螺旋 3D 印刷でつくった 3DデザインランプTM の特徴を 3 つにまとめた. それらは「縦にのび横にもひろがりきらめく光」,「自由なかたちと繊細で変化する模様」,「かたちや模様の変化・カスタマイズとお客様によるデザイン」だ. ここではこれらの特徴を詳細に説明する. (2020-12-19 追記: dasyn.com のページでこれらの特徴をみじかくまとめている.また,3d-dl.com のブログで 3D デザイン電球の特徴をよりわかりやすくまとめなおしている.)

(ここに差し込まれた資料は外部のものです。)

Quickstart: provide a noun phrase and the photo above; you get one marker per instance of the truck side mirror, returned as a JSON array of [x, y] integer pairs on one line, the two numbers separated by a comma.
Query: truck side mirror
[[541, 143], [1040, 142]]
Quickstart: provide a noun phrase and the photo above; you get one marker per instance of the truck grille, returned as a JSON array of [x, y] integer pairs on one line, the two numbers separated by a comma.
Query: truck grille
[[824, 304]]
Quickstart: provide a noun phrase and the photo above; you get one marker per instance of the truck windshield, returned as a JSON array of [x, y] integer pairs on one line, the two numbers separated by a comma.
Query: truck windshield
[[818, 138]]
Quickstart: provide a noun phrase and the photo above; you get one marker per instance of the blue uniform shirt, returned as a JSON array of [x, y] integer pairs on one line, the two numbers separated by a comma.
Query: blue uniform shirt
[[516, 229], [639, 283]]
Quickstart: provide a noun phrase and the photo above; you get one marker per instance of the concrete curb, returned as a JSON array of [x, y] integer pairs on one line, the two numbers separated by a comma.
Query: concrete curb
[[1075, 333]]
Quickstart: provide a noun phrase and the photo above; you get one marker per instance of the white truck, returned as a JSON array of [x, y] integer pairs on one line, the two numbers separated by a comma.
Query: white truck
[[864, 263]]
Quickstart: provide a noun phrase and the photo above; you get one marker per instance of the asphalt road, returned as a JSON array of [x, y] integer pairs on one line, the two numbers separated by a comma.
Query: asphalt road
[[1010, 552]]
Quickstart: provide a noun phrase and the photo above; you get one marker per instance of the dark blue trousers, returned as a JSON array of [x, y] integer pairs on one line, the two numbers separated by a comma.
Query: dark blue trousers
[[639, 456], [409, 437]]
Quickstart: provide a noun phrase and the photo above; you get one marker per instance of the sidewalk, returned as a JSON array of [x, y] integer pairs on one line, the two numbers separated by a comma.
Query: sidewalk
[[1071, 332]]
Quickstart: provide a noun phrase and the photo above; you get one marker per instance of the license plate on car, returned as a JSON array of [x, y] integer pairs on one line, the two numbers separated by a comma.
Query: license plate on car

3D デザイン電球や螺旋 3D 印刷によるランプシェードには,従来の白熱電球や LED 電球,ガラスや従来製法の (射出成形の) プラスティックのランプシェードにはない 3 つの特徴がある.

第 1 の特徴「縦にのび横にもひろがりきらめく光」とは,粒状の LED の光が透明なランプシェードによって縦にのび横にもひろがりつつ,きらきらと輝くことを意味している.

3D デザインランプでは 3 mm 角くらいのちいさな LED 素子を使用する. このような LED 素子はとてもつよい光をだすので,その光を直接みるととてもまぶしい. たいていの LED 電球は乳白色のカバーによってその光を均等に拡散するし,乳白色のランプシェードも同様の機能をはたす. それらのランプはやわらかい光をつくりだすが,おもしろみはないということができるだろう. 一方,透明なガラスやアクリルを使用する市販のランプでは,もうすこしおおきな素子が発する (まぶしさをおさえた) 光をガラスやアクリルがそのまま透過させる. すなわち,「クリア電球」あるいは「はだか電球」とよばれる電球では素子として通常の LED 素子よりはひろがりがある白熱灯のフィラメントや LED フィラメント (細い棒状の LED) を使用するとともに光をそのまま透過させるガラスを使用している.屈折のすくないガラスやアクリルを使用したランプシェードも同様だ. これらのランプは乳白色のカバーやシェードより印象的な光をつくりだすが,光のかたちは素子によってほぼきまるため,その変化はかぎられている.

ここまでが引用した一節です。